Philosophin Lisz Hirn ist überzeugt, wir werden die Chance ungenutzt lassen, durch die Krise unsere Gesellschaft neu zu ordnen. Andere meinen, dass das Virus unsere Gesellschaft nachhaltig verändern wird. Welcher Meinung würden Sie sich eher anschließen?

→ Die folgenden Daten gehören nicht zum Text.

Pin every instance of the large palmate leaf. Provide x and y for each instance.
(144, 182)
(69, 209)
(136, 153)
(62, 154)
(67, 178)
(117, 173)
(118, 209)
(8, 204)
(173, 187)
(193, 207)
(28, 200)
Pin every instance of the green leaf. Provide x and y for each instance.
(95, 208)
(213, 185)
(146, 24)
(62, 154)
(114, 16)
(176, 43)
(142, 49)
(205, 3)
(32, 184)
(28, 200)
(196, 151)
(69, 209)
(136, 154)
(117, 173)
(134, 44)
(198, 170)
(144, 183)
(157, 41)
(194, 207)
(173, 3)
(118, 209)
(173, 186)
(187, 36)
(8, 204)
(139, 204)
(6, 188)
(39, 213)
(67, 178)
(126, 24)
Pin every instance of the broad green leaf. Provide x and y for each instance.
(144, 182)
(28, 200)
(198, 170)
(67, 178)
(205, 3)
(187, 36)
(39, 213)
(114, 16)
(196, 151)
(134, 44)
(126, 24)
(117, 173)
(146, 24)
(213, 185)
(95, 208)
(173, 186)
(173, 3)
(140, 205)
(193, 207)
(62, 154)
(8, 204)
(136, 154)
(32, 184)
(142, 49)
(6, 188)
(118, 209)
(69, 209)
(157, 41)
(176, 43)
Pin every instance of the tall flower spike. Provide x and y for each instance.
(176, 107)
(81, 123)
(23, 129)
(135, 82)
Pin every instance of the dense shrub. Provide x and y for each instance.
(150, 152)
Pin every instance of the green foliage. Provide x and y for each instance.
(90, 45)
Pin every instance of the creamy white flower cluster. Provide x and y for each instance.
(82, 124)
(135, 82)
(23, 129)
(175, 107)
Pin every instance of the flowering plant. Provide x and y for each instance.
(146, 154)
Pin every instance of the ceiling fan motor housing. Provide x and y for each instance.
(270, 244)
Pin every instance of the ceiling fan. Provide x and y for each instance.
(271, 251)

Es wäre zu hoffen, dass sich etwas zum Positiven hin verändert. Die historische Erfahrung aber zeigt, dass sich selten sehr viel ändert. Daher bin ich skeptisch. Es wird eine größere Wirtschaftskrise infolge der Maßnahmen kommen. Und ich befürchte, die sozial Schwächeren werden den größten Teil der Bürde tragen müssen. Aber das ist eine Frage von politischer Aktivität, denn so etwas läuft nicht automatisch ab. Es hängt mit der Politik zusammen, aber genauso damit, wie sich Menschen artikulieren, was die Bevölkerung eines Landes fordert und wer etwas durchsetzen kann.
Man hört in den Medien viele positive Geschichten: Menschen lernen ihre NachbarInnen kennen, gehen für sie einkaufen. Hat die Krise auch positive Aspekte? Oder denken Sie, der Zusammenhalt ist nur von kurzer Dauer, vergleichbar mit der Solidarität rund um die Migrationswelle 2015?
Der Vergleich ist schwierig, es handelt sich um zwei unterschiedliche Phänomene. Damals gab es eine große gesellschaftliche Solidarisierungswelle, die bald verpuffte und umschlug. Ich glaube, es ist etwas anderes, wenn sich Nachbarinnen und Nachbarn näher kennenlernen. Mit persönlichem Kontakt könnte das nachhaltiger sein, muss es aber nicht. Es kann genauso sein, dass man nach der Krise diesbezüglich in einen Alltagstrott zurückfällt und die Leute wieder für sich leben. Es könnte auch sein, dass die Leute genervt sind von den vielen sozialen Kontakten, die sie jetzt über soziale Medien haben, und sich vielleicht noch mehr zurückziehen. Wir wissen es nicht, aber es wird sich zeigen.